The Right-Kuomintang (Nationalist) Government intended to destroy the Soviet by means of one of its broadly unsuccessful Encirclement campaigns. The Communist response is known as the Counter-Encirclement Campaign at the Hunan–Hubei–Jiangxi Soviet (or, since the action pre-dates the establishment of the CSR, the Counter-Encirclement Campaign at the Hunan-Hubei-Jiangxi Revolutionary Base).
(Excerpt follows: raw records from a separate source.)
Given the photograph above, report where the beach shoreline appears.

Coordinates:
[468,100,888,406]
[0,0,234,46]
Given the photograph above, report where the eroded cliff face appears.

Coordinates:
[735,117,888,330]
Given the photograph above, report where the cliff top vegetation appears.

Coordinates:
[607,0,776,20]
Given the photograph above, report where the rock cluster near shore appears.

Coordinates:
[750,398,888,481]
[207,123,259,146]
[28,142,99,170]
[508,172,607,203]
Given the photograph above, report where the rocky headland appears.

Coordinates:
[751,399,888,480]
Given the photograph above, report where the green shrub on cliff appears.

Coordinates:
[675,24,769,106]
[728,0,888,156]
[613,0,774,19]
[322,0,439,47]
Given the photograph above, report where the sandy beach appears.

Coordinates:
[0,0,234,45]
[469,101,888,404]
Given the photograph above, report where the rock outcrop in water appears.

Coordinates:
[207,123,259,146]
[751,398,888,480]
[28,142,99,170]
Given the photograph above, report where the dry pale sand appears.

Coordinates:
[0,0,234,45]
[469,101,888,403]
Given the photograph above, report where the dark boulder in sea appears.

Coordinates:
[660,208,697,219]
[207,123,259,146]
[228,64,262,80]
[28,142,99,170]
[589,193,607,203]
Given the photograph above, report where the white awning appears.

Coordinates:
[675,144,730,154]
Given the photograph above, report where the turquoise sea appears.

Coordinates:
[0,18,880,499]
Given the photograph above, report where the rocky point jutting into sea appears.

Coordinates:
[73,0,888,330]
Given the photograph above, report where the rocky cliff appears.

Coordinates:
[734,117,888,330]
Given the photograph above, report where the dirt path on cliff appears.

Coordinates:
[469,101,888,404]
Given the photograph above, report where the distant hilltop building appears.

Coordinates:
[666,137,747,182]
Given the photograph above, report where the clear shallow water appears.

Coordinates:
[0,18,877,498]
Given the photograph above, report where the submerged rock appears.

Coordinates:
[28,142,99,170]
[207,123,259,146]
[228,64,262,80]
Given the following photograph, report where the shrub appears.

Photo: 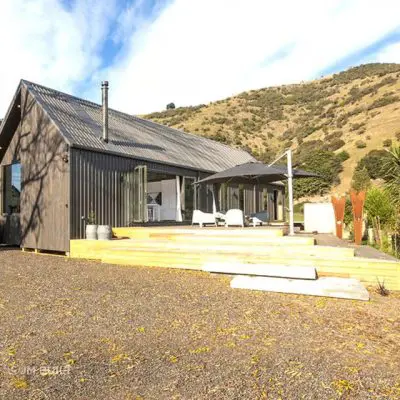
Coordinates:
[356,140,367,149]
[383,139,392,147]
[294,150,343,198]
[365,187,395,227]
[351,168,371,192]
[336,150,350,162]
[356,150,390,179]
[368,96,400,110]
[324,139,346,151]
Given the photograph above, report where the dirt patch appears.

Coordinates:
[0,250,400,399]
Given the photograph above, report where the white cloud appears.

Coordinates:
[101,0,400,113]
[377,42,400,63]
[0,0,115,116]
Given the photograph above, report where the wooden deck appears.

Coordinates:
[70,227,400,290]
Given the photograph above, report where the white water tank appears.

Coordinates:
[304,203,336,233]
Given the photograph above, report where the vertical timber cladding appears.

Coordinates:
[18,89,69,251]
[70,147,198,239]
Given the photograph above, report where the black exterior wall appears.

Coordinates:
[69,148,205,239]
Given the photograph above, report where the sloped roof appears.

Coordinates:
[21,80,254,172]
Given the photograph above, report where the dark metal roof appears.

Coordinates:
[21,81,254,172]
[195,162,318,183]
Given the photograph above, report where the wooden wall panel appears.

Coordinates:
[16,89,69,251]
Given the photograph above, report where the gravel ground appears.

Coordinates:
[0,250,400,400]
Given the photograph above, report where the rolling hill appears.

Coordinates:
[144,64,400,193]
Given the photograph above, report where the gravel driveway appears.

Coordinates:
[0,250,400,400]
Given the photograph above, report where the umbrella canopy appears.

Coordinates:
[196,162,318,184]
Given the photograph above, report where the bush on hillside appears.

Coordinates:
[383,139,392,147]
[324,139,346,151]
[336,150,350,162]
[356,150,389,179]
[356,140,367,149]
[365,187,395,226]
[351,168,371,192]
[294,150,343,198]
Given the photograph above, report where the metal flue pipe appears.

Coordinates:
[101,81,108,143]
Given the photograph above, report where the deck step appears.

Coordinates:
[231,276,369,301]
[113,227,284,238]
[203,263,317,280]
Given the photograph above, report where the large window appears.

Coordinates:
[4,163,21,214]
[182,176,195,221]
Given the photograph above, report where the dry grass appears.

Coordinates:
[0,251,400,399]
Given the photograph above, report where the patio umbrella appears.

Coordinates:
[196,162,318,184]
[196,155,320,235]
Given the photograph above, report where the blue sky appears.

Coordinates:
[0,0,400,118]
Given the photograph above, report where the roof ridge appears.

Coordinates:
[21,79,250,152]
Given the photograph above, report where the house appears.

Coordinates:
[0,80,284,252]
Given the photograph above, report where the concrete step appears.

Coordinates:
[203,263,317,280]
[231,276,369,301]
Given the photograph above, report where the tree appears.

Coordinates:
[351,167,371,192]
[356,150,390,179]
[383,146,400,208]
[365,187,394,226]
[294,150,343,198]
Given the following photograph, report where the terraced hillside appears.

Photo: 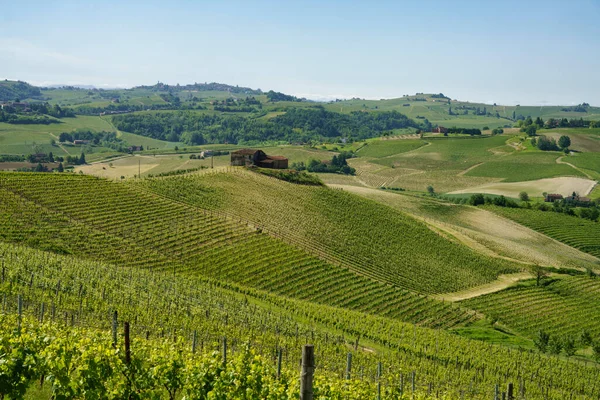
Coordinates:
[461,276,600,339]
[0,173,477,327]
[330,184,600,270]
[489,206,600,257]
[137,169,522,293]
[0,243,600,399]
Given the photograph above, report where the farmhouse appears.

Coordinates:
[544,193,563,203]
[565,193,592,204]
[231,149,288,169]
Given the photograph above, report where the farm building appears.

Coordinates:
[544,193,563,203]
[431,126,448,133]
[231,149,288,169]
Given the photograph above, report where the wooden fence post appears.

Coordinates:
[17,295,23,335]
[277,347,283,380]
[223,337,227,368]
[300,344,315,400]
[377,361,381,400]
[506,383,515,400]
[112,311,119,349]
[346,353,352,380]
[124,322,131,365]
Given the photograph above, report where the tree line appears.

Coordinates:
[112,107,424,145]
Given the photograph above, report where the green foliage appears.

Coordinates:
[0,80,42,101]
[113,107,420,144]
[558,135,571,149]
[562,336,577,357]
[533,330,550,353]
[252,168,324,186]
[536,136,560,151]
[461,275,600,346]
[519,192,529,202]
[140,171,517,293]
[0,172,476,327]
[493,208,600,257]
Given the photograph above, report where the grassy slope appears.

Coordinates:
[135,170,518,293]
[0,243,598,399]
[461,276,600,338]
[324,185,599,269]
[487,206,600,257]
[0,173,476,327]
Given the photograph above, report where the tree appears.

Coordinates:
[519,192,529,201]
[533,330,550,353]
[533,265,548,286]
[558,135,571,149]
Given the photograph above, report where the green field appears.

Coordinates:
[0,174,478,327]
[490,207,600,257]
[0,238,598,400]
[135,169,520,293]
[357,139,426,158]
[461,276,600,340]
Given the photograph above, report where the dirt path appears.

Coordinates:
[48,133,71,155]
[381,142,431,159]
[433,272,533,302]
[556,156,594,179]
[457,163,483,176]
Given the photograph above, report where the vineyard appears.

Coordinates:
[490,206,600,257]
[0,174,479,328]
[0,244,600,399]
[133,170,521,293]
[463,276,600,339]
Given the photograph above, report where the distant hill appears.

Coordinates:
[0,80,42,101]
[134,82,263,95]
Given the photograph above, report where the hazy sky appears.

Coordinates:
[0,0,600,105]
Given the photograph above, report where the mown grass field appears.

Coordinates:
[334,182,600,269]
[135,169,521,293]
[0,173,478,327]
[461,276,600,340]
[488,206,600,257]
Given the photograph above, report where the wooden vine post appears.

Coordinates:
[124,322,131,365]
[300,344,315,400]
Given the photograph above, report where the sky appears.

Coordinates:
[0,0,600,106]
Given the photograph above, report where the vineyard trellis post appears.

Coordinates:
[346,353,352,380]
[123,322,131,365]
[17,295,23,334]
[506,382,515,400]
[112,311,118,348]
[223,336,227,368]
[300,344,315,400]
[277,347,283,380]
[377,361,381,400]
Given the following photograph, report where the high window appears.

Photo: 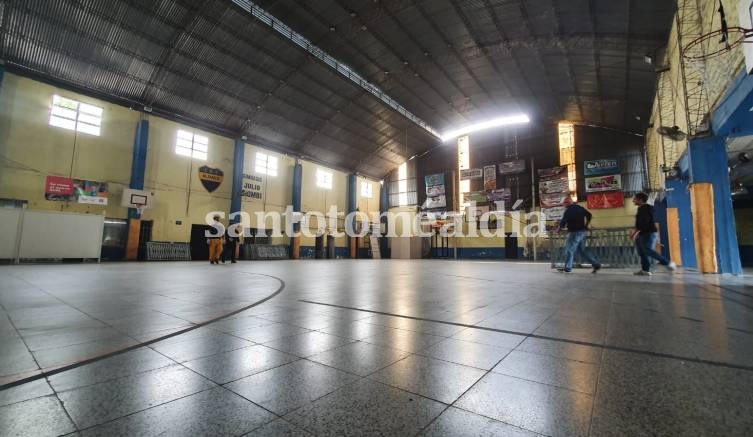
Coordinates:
[316,169,332,190]
[255,152,279,176]
[175,130,209,161]
[50,95,102,136]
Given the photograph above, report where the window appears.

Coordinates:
[256,152,278,176]
[50,95,102,136]
[559,123,578,202]
[397,162,408,206]
[361,181,374,199]
[316,169,332,190]
[175,130,209,161]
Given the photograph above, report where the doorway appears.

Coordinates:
[191,225,216,261]
[138,220,154,261]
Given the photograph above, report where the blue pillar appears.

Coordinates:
[345,174,358,258]
[128,120,149,219]
[290,161,303,259]
[230,138,246,223]
[379,183,390,258]
[688,136,742,275]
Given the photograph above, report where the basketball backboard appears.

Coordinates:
[120,188,152,209]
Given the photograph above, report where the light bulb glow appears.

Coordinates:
[442,114,531,142]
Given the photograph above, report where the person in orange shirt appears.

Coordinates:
[207,215,225,264]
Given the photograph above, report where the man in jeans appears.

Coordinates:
[630,193,677,276]
[560,198,601,273]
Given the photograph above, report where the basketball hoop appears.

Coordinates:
[682,27,753,62]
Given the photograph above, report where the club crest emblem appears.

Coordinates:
[199,165,225,193]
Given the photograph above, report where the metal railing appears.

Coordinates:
[146,241,191,261]
[549,228,641,268]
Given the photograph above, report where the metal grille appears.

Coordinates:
[388,178,418,208]
[549,228,640,268]
[146,241,191,261]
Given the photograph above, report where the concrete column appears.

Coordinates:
[379,183,390,258]
[230,138,246,223]
[290,161,303,259]
[345,174,358,259]
[688,137,742,275]
[126,119,149,261]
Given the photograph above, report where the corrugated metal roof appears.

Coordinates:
[2,0,674,177]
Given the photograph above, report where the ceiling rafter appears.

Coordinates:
[548,0,586,121]
[288,2,463,126]
[588,0,608,123]
[622,0,633,126]
[494,0,565,118]
[172,0,428,143]
[388,2,491,116]
[449,0,533,117]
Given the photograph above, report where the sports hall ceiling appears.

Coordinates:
[0,0,675,177]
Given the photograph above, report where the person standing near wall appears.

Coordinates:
[630,193,677,276]
[207,215,225,264]
[559,197,601,273]
[222,226,243,264]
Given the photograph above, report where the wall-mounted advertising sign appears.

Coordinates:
[586,174,622,193]
[460,168,484,180]
[583,159,620,176]
[499,159,526,174]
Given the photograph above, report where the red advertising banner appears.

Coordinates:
[587,191,625,209]
[44,176,73,200]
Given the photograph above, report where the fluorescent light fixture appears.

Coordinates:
[442,114,531,142]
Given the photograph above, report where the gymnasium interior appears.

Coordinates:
[0,0,753,437]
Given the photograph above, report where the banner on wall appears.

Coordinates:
[463,191,489,203]
[486,188,512,202]
[541,193,570,208]
[424,173,445,197]
[586,174,622,193]
[241,173,264,202]
[421,194,447,209]
[537,165,567,181]
[541,206,565,220]
[44,176,73,200]
[499,159,526,174]
[484,165,497,191]
[586,191,625,209]
[539,178,570,194]
[44,176,109,205]
[460,168,484,181]
[583,159,620,176]
[199,165,225,193]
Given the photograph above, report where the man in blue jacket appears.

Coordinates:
[630,193,677,276]
[560,197,601,273]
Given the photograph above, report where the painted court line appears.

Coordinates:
[298,299,753,371]
[0,272,285,391]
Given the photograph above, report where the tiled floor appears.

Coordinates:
[0,260,753,436]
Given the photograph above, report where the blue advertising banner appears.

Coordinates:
[583,159,620,176]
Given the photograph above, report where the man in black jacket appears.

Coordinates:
[630,193,677,276]
[560,198,601,273]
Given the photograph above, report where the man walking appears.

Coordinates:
[560,197,601,273]
[630,193,677,276]
[206,215,225,264]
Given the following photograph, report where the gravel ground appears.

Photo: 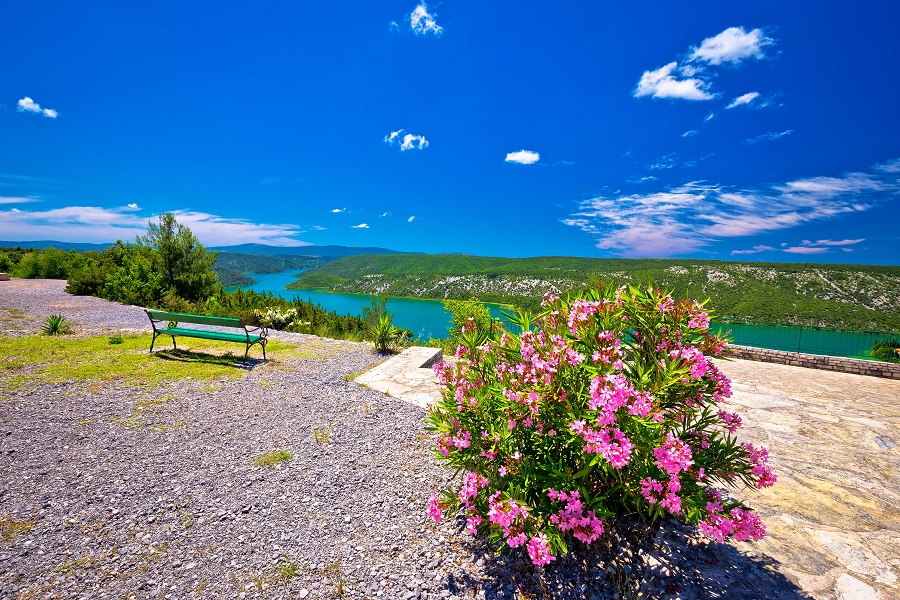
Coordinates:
[0,280,800,600]
[0,280,660,599]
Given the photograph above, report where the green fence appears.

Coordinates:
[710,321,900,359]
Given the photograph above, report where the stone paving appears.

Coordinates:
[357,348,900,600]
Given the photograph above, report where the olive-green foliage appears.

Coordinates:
[296,254,900,331]
[144,213,219,300]
[41,315,72,335]
[869,339,900,362]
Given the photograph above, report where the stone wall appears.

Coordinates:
[724,346,900,379]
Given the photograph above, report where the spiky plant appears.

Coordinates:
[41,315,72,335]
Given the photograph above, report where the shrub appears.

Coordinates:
[368,314,403,352]
[869,338,900,362]
[428,288,775,565]
[41,315,72,335]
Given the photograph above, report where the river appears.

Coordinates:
[225,269,500,340]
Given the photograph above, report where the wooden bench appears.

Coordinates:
[146,309,269,360]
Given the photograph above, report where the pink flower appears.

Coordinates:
[428,494,442,523]
[653,433,694,475]
[719,410,741,433]
[528,533,556,566]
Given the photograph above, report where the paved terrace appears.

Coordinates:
[357,348,900,600]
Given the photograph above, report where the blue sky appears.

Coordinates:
[0,0,900,265]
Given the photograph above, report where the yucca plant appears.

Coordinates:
[369,314,402,352]
[41,315,71,335]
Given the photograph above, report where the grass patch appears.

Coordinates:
[0,334,303,392]
[275,558,300,585]
[0,516,34,542]
[253,450,294,467]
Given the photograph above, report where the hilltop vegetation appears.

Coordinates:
[213,252,328,287]
[290,255,900,331]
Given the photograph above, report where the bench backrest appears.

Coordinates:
[147,308,244,327]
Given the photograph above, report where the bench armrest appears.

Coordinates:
[244,324,269,337]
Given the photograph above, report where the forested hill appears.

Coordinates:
[295,254,900,331]
[213,252,327,286]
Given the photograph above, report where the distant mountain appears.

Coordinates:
[213,244,421,258]
[0,240,112,252]
[0,240,421,258]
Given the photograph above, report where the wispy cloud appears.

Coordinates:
[689,27,775,65]
[0,206,309,246]
[647,152,676,170]
[632,62,715,100]
[744,129,794,144]
[17,96,59,119]
[632,27,775,104]
[505,150,541,165]
[562,162,900,256]
[725,92,759,110]
[382,129,428,152]
[409,2,444,35]
[784,246,828,254]
[731,245,775,256]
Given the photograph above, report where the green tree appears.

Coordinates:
[138,213,219,300]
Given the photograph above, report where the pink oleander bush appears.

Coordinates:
[428,287,776,565]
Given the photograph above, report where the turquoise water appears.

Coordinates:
[227,271,898,358]
[226,270,500,340]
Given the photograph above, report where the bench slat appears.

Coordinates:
[147,309,243,327]
[159,327,261,344]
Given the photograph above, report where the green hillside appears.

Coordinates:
[213,252,326,287]
[291,254,900,331]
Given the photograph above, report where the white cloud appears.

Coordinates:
[875,158,900,173]
[816,238,866,246]
[505,150,541,165]
[562,162,900,256]
[725,92,759,110]
[744,129,794,144]
[784,246,828,254]
[400,133,428,152]
[382,129,428,152]
[409,2,444,35]
[647,152,676,170]
[0,206,309,246]
[17,96,59,119]
[689,27,775,65]
[632,62,715,100]
[731,246,775,256]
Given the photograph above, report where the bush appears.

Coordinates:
[869,338,900,362]
[428,288,775,565]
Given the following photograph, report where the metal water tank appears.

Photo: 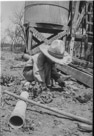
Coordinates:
[24,1,69,26]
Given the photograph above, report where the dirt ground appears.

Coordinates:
[0,51,93,136]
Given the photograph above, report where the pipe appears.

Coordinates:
[22,53,30,61]
[3,90,92,125]
[9,91,29,129]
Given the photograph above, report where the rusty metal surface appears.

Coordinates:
[24,1,69,26]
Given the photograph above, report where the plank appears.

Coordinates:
[56,64,93,88]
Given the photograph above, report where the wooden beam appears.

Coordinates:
[56,64,93,88]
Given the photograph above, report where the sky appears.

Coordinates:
[0,1,24,39]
The Hunan–Hubei–Jiangxi Soviet was defended by the Red 16th Army, commanded under Vice Chairman Yang Youlin. The 16th launched a pre-emptive strike on Tongcheng, in Hubei, in December 1930, annihilating an entire regiment of the KMT army just before it could begin the first attack of the campaign. The Government forces had to withdraw temporarily to regroup. The 16th, with help of fraternal CSR Soviets, held off danger to the Hunan–Hubei–Jiangxi Soviet until May 1931.

==Coordinated defense==
As reinforcement troops from other Nationalist Government regions moved in to avenge the defeat at Tongcheng, it was determined at Red Army central command that a diversionary measure was in order. The forces of the Hunan-Jiangxi Soviet accordingly struck two positions in government-held Hunan, one directly to their west and the other to their south. The gambit foiled the Encirclement Campaign against the Hunan–Hubei–Jiangxi Soviet by depriving it of essential strength.